Not all computer systems have this problem. For example, Amazon.com works. The rules are neither complicated nor onerous and people are anxious to shop and buy, so they opt in and play the game. The worst that can happen is that their purchase doesn't complete or they end up with non-returnable merchandise.
EHRs don't work well at all. The rules are complex, onerous, arbitrary, and artificial. Physicians have little use for them and would prefer to opt out and not play the game, but most do not have that choice.
What would be better? A system that gracefully accommodates the unexpected. The evidence demonstrates that the recipe for a different kind of system has apparently eluded most developers. It certainly has eluded the esteemed committees that ordained the certification criteria.
The result, according to a recent physician survey: "More than 60 percent of doctors do not consider their current EHR a worthwhile investment." As well they should not, for an EHR is not an investment, it is a never-ending expense - a sunk cost that will never increase in value. Its purchase price can never be recovered by selling it because for all it costs, the customer never actually owns the system (software), they may not own their data, and the hardware depreciates rapidly.

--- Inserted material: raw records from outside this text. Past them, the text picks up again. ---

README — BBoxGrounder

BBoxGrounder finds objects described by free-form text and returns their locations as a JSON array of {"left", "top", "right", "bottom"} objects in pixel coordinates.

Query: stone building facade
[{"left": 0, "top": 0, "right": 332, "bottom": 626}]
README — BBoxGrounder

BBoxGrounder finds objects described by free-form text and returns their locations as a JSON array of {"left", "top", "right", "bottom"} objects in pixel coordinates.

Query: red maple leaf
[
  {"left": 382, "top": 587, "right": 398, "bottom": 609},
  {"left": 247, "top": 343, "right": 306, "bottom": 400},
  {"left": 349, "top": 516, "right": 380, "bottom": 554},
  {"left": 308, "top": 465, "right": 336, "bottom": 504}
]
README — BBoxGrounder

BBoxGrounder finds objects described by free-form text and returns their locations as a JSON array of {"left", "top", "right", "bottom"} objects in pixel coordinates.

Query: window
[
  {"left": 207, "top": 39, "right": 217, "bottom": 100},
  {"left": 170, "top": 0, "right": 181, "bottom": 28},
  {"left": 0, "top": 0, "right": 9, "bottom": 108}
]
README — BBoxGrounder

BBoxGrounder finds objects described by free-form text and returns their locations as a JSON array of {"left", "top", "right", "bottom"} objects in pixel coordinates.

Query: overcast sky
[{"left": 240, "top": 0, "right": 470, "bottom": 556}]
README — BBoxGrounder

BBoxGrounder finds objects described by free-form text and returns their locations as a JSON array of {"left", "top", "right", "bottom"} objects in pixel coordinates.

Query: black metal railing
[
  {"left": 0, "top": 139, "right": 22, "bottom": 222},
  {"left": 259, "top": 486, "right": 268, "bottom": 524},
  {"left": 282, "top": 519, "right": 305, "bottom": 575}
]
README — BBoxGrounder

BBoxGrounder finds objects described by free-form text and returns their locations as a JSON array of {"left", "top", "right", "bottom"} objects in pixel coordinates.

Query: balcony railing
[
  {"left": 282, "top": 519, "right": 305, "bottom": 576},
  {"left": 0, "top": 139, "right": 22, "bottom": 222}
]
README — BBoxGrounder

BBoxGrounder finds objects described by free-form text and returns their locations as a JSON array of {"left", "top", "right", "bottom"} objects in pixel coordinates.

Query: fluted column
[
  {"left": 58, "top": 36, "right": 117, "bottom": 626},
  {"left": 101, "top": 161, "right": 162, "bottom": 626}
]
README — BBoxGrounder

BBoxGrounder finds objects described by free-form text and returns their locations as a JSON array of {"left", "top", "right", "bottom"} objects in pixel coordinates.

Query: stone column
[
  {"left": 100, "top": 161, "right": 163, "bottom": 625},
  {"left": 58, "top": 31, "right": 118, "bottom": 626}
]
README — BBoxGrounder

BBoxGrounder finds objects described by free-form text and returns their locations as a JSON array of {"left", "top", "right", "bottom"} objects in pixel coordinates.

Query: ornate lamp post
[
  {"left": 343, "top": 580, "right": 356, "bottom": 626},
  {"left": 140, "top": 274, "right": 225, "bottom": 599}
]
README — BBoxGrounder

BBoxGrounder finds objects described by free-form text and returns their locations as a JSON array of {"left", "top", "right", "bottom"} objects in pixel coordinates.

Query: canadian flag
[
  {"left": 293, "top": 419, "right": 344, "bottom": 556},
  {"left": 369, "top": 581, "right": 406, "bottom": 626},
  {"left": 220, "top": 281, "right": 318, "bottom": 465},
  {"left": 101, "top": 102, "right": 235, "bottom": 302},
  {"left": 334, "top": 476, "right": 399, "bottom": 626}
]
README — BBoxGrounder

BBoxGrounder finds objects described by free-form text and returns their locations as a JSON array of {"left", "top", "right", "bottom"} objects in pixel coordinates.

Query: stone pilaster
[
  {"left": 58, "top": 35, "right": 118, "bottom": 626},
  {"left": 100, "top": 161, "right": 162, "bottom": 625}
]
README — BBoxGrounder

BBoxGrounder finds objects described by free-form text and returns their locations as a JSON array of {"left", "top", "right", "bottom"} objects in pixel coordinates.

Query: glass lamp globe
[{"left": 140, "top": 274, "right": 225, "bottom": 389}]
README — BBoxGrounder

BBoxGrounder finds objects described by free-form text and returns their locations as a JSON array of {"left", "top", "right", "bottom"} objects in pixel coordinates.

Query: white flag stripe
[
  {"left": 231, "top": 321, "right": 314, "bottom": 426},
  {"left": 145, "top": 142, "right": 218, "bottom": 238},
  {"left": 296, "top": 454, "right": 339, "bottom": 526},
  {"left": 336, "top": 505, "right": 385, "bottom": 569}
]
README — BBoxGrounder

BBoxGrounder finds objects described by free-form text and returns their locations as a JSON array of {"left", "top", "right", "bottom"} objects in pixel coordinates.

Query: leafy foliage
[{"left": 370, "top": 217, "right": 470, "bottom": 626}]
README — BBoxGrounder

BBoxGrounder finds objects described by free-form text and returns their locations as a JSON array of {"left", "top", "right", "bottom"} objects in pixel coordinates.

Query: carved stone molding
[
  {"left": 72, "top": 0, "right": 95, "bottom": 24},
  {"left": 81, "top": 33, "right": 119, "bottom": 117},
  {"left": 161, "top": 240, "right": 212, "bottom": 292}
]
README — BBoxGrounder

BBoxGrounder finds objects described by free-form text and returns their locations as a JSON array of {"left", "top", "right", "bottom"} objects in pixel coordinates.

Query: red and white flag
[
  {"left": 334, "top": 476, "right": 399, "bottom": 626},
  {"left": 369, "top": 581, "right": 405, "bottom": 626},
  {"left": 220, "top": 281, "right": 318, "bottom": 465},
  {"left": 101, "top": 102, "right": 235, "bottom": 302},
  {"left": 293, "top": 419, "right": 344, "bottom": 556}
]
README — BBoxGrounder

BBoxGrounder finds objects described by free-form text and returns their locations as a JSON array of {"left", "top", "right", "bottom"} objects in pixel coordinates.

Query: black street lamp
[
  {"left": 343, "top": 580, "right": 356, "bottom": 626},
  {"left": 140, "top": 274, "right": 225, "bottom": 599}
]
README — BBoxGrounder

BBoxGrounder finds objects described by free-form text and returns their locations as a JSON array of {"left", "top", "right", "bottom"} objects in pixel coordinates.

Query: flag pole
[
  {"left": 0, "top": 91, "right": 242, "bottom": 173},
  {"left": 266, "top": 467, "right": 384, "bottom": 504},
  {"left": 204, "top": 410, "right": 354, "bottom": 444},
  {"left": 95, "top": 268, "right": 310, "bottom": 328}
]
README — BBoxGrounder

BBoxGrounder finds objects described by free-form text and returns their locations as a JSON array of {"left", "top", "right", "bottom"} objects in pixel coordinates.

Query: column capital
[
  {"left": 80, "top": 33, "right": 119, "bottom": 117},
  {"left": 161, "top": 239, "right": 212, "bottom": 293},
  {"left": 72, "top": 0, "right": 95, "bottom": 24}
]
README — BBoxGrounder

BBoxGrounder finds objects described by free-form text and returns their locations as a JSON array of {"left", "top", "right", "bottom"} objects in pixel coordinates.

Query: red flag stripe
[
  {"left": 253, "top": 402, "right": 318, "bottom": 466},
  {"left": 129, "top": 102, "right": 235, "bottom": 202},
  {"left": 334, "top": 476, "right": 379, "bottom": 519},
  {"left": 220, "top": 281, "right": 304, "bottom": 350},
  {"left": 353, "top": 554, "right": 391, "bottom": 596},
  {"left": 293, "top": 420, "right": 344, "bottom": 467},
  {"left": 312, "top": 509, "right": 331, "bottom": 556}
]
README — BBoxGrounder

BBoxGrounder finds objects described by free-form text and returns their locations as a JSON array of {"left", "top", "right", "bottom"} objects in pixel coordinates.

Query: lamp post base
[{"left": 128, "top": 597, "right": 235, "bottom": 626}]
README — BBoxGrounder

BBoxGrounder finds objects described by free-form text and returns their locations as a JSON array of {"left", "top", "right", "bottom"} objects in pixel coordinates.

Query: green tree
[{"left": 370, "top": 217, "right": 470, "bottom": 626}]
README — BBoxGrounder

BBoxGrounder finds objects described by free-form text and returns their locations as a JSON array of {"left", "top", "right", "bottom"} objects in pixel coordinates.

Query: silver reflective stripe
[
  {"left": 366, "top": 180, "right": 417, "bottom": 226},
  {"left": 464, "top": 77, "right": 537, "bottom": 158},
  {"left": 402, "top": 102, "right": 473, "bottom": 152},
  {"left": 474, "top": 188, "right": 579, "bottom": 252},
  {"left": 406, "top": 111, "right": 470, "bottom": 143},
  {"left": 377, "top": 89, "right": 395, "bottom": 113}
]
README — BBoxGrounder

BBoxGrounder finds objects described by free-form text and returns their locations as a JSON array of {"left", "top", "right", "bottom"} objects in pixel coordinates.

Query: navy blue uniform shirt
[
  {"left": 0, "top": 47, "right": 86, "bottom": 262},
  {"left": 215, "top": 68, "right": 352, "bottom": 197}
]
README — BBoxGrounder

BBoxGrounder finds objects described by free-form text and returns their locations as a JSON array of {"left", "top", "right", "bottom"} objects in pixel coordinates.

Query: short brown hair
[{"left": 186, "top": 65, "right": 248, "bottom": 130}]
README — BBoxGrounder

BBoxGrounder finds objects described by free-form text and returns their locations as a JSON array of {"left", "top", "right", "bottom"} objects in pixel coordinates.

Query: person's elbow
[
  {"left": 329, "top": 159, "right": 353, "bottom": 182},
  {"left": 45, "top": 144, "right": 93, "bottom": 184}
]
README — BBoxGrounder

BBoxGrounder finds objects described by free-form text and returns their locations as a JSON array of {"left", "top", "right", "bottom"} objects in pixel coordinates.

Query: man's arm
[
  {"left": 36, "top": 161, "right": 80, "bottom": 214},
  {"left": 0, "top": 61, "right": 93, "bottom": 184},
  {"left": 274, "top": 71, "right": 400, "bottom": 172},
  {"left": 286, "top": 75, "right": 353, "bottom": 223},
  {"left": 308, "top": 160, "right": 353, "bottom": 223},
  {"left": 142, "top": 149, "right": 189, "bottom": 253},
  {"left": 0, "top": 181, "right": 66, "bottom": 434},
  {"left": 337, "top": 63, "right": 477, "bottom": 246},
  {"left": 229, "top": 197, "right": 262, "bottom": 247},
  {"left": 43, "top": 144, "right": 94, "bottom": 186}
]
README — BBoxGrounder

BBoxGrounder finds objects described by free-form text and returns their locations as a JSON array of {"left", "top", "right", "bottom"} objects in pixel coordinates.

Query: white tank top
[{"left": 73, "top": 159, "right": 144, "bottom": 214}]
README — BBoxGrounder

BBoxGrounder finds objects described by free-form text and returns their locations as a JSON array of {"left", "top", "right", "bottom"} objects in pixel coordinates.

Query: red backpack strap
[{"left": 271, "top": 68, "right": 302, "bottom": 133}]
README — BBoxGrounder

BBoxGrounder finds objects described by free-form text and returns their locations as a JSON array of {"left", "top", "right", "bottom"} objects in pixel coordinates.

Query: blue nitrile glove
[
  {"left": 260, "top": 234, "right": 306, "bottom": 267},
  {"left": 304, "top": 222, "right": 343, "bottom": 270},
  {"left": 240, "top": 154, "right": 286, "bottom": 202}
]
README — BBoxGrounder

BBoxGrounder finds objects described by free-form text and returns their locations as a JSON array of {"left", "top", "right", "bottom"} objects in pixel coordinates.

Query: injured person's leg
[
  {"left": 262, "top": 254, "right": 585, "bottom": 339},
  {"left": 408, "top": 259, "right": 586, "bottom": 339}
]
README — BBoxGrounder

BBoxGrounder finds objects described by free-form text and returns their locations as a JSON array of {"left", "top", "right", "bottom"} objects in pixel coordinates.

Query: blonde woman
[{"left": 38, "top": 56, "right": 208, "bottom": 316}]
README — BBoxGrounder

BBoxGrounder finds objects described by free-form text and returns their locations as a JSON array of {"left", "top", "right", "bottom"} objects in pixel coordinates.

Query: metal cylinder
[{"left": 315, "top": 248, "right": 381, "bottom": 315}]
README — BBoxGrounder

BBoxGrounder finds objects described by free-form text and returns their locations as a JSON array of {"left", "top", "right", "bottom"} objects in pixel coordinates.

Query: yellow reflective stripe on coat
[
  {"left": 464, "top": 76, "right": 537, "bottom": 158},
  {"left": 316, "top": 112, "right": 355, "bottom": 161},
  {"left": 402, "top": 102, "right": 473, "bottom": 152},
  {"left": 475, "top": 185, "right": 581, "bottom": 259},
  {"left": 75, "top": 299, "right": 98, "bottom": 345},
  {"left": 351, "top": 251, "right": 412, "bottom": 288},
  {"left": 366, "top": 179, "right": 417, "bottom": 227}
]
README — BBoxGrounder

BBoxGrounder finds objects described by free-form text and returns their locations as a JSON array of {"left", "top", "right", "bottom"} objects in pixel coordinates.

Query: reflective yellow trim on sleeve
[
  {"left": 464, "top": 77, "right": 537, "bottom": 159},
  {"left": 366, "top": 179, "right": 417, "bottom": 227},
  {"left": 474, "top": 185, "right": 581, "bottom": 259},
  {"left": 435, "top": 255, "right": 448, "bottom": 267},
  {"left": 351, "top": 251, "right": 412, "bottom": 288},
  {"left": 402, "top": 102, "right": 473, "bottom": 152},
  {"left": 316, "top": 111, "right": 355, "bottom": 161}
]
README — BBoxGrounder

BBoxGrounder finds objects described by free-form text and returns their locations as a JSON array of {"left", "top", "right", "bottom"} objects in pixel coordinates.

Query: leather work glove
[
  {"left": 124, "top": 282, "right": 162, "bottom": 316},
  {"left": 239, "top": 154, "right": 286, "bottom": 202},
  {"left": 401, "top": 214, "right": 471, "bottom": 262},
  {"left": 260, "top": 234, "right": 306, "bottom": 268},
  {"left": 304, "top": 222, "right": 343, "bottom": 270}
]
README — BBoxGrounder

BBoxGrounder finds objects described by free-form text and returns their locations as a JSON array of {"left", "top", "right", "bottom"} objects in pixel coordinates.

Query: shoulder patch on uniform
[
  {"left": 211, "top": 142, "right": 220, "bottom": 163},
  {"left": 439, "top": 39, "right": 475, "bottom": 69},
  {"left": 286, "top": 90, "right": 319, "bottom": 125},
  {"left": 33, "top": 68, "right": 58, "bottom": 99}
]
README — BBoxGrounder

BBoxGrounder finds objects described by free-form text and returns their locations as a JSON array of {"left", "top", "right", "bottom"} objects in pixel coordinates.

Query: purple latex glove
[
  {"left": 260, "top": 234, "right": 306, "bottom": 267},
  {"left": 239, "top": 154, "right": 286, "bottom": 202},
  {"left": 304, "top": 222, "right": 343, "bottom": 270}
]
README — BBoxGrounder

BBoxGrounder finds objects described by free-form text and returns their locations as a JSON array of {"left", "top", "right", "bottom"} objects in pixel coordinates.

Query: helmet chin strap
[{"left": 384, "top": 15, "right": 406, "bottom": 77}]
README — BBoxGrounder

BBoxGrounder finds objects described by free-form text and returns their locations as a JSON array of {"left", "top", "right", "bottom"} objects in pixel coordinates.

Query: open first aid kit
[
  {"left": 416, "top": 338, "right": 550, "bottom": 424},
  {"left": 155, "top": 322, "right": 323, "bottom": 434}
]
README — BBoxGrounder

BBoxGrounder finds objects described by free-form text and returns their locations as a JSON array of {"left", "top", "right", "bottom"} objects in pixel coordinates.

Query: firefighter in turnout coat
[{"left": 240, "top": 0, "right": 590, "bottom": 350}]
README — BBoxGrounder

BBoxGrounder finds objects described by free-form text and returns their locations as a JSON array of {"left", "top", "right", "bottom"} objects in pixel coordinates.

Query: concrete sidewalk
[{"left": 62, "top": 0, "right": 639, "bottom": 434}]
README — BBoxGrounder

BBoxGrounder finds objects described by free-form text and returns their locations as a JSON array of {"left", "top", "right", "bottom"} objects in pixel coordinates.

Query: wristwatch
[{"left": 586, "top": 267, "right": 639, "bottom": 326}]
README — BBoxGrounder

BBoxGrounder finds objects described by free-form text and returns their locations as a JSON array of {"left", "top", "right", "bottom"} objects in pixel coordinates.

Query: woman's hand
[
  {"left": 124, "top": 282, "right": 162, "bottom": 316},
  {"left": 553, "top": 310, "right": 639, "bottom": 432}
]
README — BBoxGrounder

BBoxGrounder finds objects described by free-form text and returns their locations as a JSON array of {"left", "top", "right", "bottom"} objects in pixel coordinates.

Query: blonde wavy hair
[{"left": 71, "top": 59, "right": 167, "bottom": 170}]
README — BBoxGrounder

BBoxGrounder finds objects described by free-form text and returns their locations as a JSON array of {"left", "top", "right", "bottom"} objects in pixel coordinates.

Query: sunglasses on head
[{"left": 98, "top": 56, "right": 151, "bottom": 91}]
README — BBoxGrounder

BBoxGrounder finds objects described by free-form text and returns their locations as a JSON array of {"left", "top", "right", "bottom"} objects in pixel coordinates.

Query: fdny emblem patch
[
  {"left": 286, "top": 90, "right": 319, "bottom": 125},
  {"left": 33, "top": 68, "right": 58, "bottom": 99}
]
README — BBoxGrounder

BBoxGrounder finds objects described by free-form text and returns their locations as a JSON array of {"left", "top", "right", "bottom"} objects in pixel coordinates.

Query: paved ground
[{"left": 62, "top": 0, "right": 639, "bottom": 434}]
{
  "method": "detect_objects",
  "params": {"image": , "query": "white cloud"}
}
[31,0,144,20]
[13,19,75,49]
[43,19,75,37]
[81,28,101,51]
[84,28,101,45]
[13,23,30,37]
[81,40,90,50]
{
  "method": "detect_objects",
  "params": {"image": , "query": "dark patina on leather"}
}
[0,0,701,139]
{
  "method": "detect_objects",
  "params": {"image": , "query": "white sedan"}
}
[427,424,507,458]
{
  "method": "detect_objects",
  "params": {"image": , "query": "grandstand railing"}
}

What's the solution? Follow the lead of the Defense Advanced Research Projects Agency (DARPA) by redesigning EHR from the ground up. DARPA "has unveiled its plan for the future, and it’s a huge shift ... the biggest change is its plan to reinvent complex military systems and make them more modular ...," according to a recent article in Extreme Tech. Modularity makes it possible to better manage the unexpected because each module has a narrower scope than a complete system. The smaller the module, the fewer things it must anticipate and address. Those functions that require or benefit from rigidity can be isolated so they do not interfere with others, like charting, where practitioners need the latitude to describe actual events faithfully and without constraint.